17. The computer storage medium of claim 15, wherein transforming the private data and the public data into the enriched data includes:

identifying a private data portion of the private data;

determining a public data portion of the public data that is likely to be associated with an entity with which the identified private data portion is associated; and

generating an enriched data artifact associated with the entity and including data of the identified private data portion and data of the determined public data portion.

18. The computer storage medium of claim 15, wherein the computer-executable instructions, upon execution by the processor, further causes the processor to at least:

identify sensitive data in the private data;

determine a statistical pattern of the identified sensitive data;

generate synthetic data using the determined statistical pattern, wherein the generated synthetic data includes the determined statistical pattern and lacks sensitive details of the identified sensitive data; and

provide the generated synthetic data as input to the threat analysis model, whereby the generated threat analysis output data is based at least in part on the generated synthetic data.

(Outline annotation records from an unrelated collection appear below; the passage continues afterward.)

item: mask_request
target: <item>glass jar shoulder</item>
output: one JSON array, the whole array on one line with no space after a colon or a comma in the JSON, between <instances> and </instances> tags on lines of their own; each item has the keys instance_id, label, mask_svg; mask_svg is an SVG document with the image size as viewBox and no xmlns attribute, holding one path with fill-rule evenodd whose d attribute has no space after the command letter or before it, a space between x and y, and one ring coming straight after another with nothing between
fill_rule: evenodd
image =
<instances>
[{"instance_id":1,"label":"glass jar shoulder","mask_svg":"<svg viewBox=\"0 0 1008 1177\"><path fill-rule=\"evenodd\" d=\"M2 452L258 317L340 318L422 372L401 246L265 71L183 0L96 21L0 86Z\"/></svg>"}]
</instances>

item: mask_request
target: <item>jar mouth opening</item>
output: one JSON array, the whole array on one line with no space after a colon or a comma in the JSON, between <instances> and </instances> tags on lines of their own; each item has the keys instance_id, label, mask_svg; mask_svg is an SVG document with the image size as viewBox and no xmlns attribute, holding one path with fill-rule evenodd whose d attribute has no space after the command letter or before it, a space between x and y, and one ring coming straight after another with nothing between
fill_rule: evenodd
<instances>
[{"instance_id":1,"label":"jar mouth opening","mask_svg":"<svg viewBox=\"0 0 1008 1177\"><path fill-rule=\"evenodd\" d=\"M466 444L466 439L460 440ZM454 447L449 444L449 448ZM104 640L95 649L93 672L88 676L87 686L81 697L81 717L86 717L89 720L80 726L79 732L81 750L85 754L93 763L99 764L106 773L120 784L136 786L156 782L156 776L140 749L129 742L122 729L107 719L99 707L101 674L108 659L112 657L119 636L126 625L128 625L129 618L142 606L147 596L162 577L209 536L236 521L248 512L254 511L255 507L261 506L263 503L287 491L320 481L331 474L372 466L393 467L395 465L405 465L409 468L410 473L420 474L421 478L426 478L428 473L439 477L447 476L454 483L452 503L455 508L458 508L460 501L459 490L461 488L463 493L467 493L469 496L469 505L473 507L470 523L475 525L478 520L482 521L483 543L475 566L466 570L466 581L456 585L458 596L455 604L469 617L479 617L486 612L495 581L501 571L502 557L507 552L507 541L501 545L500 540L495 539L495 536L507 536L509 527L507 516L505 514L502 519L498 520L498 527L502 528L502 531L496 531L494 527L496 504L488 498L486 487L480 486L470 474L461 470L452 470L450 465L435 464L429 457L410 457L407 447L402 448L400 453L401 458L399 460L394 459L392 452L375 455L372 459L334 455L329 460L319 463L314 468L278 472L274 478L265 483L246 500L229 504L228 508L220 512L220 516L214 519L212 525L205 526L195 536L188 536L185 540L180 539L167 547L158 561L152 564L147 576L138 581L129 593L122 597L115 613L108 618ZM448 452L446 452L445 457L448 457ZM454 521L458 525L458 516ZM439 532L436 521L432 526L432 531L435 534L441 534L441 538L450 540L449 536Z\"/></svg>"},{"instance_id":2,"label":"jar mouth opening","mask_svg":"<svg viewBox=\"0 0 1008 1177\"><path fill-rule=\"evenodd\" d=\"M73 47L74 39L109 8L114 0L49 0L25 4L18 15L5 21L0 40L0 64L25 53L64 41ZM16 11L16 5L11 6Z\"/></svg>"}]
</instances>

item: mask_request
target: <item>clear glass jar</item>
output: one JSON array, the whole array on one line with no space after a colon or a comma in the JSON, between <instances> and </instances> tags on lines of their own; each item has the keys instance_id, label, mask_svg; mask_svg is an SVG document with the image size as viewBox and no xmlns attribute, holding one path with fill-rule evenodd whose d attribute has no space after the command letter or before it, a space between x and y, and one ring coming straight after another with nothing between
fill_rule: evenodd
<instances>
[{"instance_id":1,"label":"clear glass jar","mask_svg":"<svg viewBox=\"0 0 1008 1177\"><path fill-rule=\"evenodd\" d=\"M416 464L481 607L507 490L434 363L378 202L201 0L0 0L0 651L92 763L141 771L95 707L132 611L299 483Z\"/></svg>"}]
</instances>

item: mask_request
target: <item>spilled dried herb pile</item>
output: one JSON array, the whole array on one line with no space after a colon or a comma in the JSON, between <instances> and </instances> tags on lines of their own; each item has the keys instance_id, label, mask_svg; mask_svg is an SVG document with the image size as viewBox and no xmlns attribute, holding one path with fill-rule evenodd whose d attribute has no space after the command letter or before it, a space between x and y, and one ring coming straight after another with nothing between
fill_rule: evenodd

19. The computer storage medium of claim 15, wherein the computer-executable instructions, upon execution by the processor, further causes the processor to at least train the threat analysis model, the training comprising:

obtaining a training data set including private training data, public training data, and a threat indicator associated with a data pattern in the private training data and the public training data;

transforming the private training data and the public training data into enriched training data;

providing the enriched training data to the threat analysis model;

generating training output data using the threat analysis model; and

adjusting a parameter of the threat analysis model based on a comparison of the generated training output data to the threat indicator of the training data set.

20. The computer storage medium of claim 15, wherein the private data includes at least one of the following: network traffic data, file hash data, firewall data, transaction data, payment data, account behavior data, data associated with past security threat events, merchant fraud event data, or user behavior data.